De acordo com avaliação consensual entre Emater e Associação, pelo menos 78 famílias do total de 130 associados são de enquadramento imediato para atendimento na perspectiva de políticas públicas da agricultura familiar, como a de crédito rural do Programa Nacional da Agricultura Familiar (Pronaf). A média de lote individual do perfil socioeconômico ali é de cinco hectares.  

Desde o ano passado esse grupo prioritário vem sendo incluído pela Emater no cadastro nacional da agricultura familiar (caf). A previsão do Órgão é, alcançando a emissão de caf físico de no mínimo 60% do quadro social da Associação, entregar o caf jurídico da Organização no segundo semestre, o que permitirá a participação em mercados governamentais, tais quais Programa de Aquisição de Alimentos (PAA) e Programa Nacional de Alimentação Escolar (Pnae). 

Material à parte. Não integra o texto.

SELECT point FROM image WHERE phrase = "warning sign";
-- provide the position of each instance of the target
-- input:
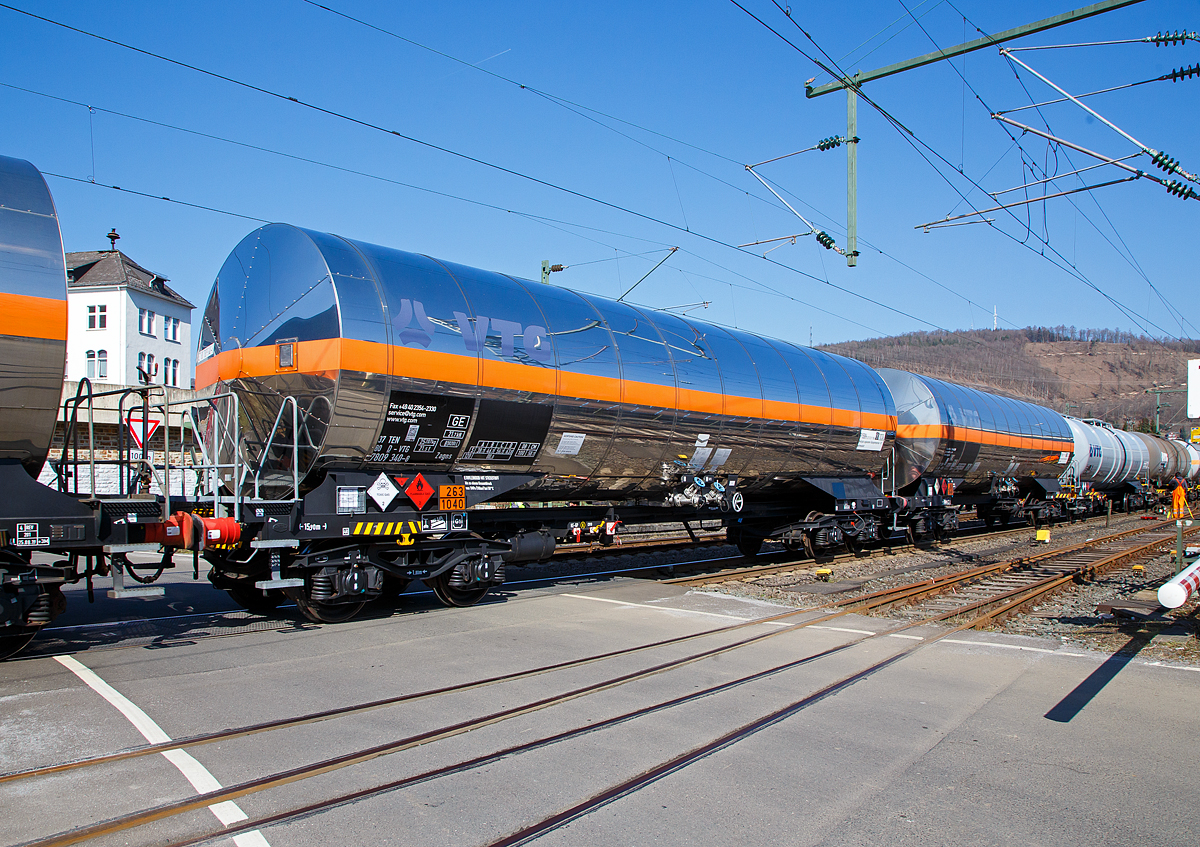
(137, 422)
(420, 491)
(451, 497)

Conforme o secretário municipal de Assistência Social  de Peixe-Boi, Flávio Rodrigues, a parceria com a Emater considera a importância das políticas públicas como ferramentas para abastecimento alimentar do município e geração de trabalho e renda, em um sentido além do setor produtivo - também de extensão social: “Na zona rural existe um público que ainda depende de programas sociais, de transferência de renda, por exemplo. Quando possibilitamos às famílias que se capacitem, que recebam recursos, que se documentem, isso repercute não apenas no sustento de cada uma, mas no motor do município, na reversão de vulnerabilidade socioconômica e na independência socioeconômica”, pontua.